The Philippines will know the decision of the Permanent Court of Arbitration under the United Nations is set to issue a ruling on the arbitration case between the Philippines and China.
Wherein the tribunal enters its deliberations and intends to issue its verdict on July 7, 2016, a source said on Wednesday.
Officials from the Department of Foreign Affairs are holding emergency meetings together with senior diplomats and foreign policy experts to establish a concrete strategy once the ruling has been handed down, the source, who participated in the private meetings, said.
The Philippines filed the memorial before The Hague-based Permanent Court of Arbitration (PCA) in 2013 after Chinese ships refused to withdraw from the Panatag (Scarborough) shoal, which is being claimed by China and the Philippines. The shoal is within the Philippines’ exclusive economic zone.
The Philippines is contending that the “nine-dash line” claim by China is invalid because it violates the UNCLOS agreements about exclusive economic zones and territorial seas. It says that because most of the features in the South China Sea, such as most of the Spratly Islands, cannot sustain life, they cannot be given their own continental shelf as defined in the convention.

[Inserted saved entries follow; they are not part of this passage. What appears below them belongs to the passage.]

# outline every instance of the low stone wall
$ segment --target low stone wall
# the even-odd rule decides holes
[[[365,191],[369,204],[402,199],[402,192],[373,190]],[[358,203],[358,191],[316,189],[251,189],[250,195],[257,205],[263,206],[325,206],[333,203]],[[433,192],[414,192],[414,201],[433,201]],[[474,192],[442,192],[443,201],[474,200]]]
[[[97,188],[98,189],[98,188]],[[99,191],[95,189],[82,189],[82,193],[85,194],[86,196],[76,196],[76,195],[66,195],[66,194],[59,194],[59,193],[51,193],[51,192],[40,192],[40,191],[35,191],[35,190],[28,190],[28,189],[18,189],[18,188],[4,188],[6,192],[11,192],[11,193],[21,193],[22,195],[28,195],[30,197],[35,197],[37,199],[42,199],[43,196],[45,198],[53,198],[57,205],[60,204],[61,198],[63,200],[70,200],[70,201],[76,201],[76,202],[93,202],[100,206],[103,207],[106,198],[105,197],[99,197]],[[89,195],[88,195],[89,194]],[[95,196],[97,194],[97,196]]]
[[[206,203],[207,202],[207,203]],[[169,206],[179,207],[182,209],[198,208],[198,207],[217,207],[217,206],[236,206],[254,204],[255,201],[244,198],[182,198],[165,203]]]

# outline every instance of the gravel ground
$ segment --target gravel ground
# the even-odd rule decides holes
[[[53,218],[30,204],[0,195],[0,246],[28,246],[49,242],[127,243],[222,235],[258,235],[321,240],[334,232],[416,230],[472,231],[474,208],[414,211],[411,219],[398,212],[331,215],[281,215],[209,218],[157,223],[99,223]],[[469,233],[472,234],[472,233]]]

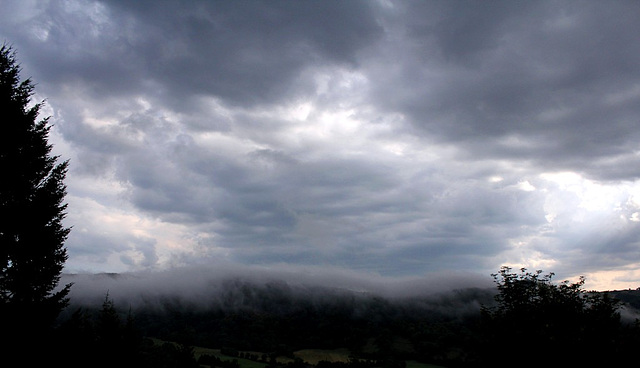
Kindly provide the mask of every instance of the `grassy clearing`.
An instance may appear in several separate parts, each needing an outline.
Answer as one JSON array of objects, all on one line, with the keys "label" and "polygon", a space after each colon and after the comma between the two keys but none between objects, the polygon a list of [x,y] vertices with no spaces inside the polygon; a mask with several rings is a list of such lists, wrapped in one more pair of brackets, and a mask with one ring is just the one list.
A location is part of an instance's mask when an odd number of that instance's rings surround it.
[{"label": "grassy clearing", "polygon": [[[163,344],[166,341],[160,339],[152,339],[156,344]],[[255,354],[257,356],[261,356],[262,353],[258,351],[243,351],[243,353]],[[254,360],[244,359],[244,358],[235,358],[228,355],[224,355],[220,352],[220,349],[211,349],[205,348],[201,346],[193,347],[193,355],[196,359],[200,358],[202,355],[211,355],[220,358],[224,361],[238,361],[240,368],[265,368],[267,366],[266,362],[256,362]],[[320,361],[327,362],[348,362],[350,352],[348,349],[333,349],[333,350],[324,350],[324,349],[303,349],[298,350],[293,353],[296,358],[300,358],[303,361],[316,365]],[[278,357],[276,359],[278,363],[286,364],[292,362],[293,360],[288,357]],[[415,360],[407,360],[406,368],[445,368],[440,365],[433,364],[425,364],[420,363]]]},{"label": "grassy clearing", "polygon": [[348,362],[349,361],[349,350],[347,349],[334,349],[334,350],[304,349],[304,350],[298,350],[294,352],[293,355],[313,365],[318,364],[318,362],[321,360],[325,360],[328,362]]},{"label": "grassy clearing", "polygon": [[415,360],[407,360],[407,368],[445,368],[441,365],[426,364],[416,362]]},{"label": "grassy clearing", "polygon": [[[240,364],[240,368],[264,368],[267,363],[265,362],[256,362],[254,360],[243,359],[243,358],[234,358],[227,355],[224,355],[220,352],[220,349],[210,349],[204,348],[200,346],[196,346],[194,349],[194,355],[196,359],[198,359],[202,355],[212,355],[216,356],[222,360],[232,361],[237,360]],[[261,356],[261,352],[246,352],[243,353],[251,353],[257,356]],[[348,362],[349,361],[349,350],[348,349],[334,349],[334,350],[322,350],[322,349],[304,349],[298,350],[293,353],[296,358],[300,358],[303,361],[309,364],[318,364],[319,361],[325,360],[328,362]],[[293,359],[280,356],[276,358],[278,363],[287,364],[289,362],[293,362]],[[426,367],[414,367],[414,368],[426,368]]]},{"label": "grassy clearing", "polygon": [[[260,354],[260,353],[258,353]],[[225,360],[225,361],[238,361],[238,364],[240,364],[240,368],[264,368],[267,364],[264,362],[256,362],[253,360],[249,360],[249,359],[244,359],[244,358],[234,358],[234,357],[230,357],[228,355],[224,355],[220,352],[220,349],[210,349],[210,348],[203,348],[201,346],[194,346],[193,347],[193,355],[195,356],[196,360],[198,358],[200,358],[202,355],[211,355],[211,356],[215,356],[220,358],[221,360]]]}]

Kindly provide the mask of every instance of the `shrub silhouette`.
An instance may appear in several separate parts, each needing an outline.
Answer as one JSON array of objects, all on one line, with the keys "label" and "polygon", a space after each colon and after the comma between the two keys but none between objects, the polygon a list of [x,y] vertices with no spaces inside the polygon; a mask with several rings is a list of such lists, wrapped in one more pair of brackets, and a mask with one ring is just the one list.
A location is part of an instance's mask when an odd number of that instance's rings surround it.
[{"label": "shrub silhouette", "polygon": [[590,366],[623,355],[621,304],[607,293],[584,291],[584,277],[555,284],[553,273],[509,267],[492,276],[498,294],[494,307],[482,309],[485,363]]}]

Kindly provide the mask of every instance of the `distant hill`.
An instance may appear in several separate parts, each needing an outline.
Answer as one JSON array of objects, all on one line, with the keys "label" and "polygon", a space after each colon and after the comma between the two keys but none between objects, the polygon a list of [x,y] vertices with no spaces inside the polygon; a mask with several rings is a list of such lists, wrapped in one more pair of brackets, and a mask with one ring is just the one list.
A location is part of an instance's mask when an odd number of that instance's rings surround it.
[{"label": "distant hill", "polygon": [[640,310],[640,290],[614,290],[607,291],[606,293],[609,293],[614,298],[619,299],[625,304],[628,304],[629,306]]},{"label": "distant hill", "polygon": [[[95,277],[113,281],[125,276]],[[149,293],[131,303],[127,296],[133,294],[109,289],[109,295],[119,295],[114,304],[121,320],[130,312],[144,336],[165,341],[284,356],[303,349],[348,349],[367,359],[443,363],[471,350],[480,308],[492,303],[494,291],[466,288],[390,298],[344,288],[229,279],[200,290],[197,297]],[[78,308],[97,315],[105,296],[106,290],[100,299],[72,298],[62,319]]]},{"label": "distant hill", "polygon": [[606,293],[622,301],[623,307],[620,310],[620,314],[623,321],[632,323],[636,319],[640,320],[640,290],[613,290],[606,291]]},{"label": "distant hill", "polygon": [[[142,336],[163,341],[289,357],[341,349],[362,359],[473,366],[483,344],[481,309],[496,295],[490,287],[385,294],[240,277],[194,280],[187,288],[185,280],[68,275],[77,287],[61,323],[78,310],[95,319],[108,293],[121,321],[133,317]],[[623,320],[640,316],[639,290],[606,293],[625,303]]]}]

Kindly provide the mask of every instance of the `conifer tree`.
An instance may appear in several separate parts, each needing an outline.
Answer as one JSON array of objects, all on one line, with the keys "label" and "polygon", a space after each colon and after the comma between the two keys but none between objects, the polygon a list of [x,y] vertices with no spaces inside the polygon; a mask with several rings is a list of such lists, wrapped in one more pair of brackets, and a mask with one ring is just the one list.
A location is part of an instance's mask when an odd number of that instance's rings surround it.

China refuses to participate in the arbitration, stating that several treaties with the Philippines stipulate that bilateral negotiations be used to resolve border disputes. It also accuses the Philippines of violating the voluntary Declaration on the Conduct of Parties in the South China Sea, made in 2002 between ASEAN and China, which also stipulated bilateral negotiations as the means of resolving border and other disputes. China issued a position paper in December 2014 arguing the dispute was not subject to arbitration because it was ultimately a matter of sovereignty, not exploitation rights. Its refusal will not prevent the Court from proceeding with the case. According to Fu Kuen-chen of the Xiamen University, in dealing the South China Sea issue which involves many claimants, the unilateral format, or even bilateral format of the court case can never render resolution to the dispute. Fu insists that the best way to resolve the South China Sea dispute is through bilateral talks or direct negotiation. - Jason E.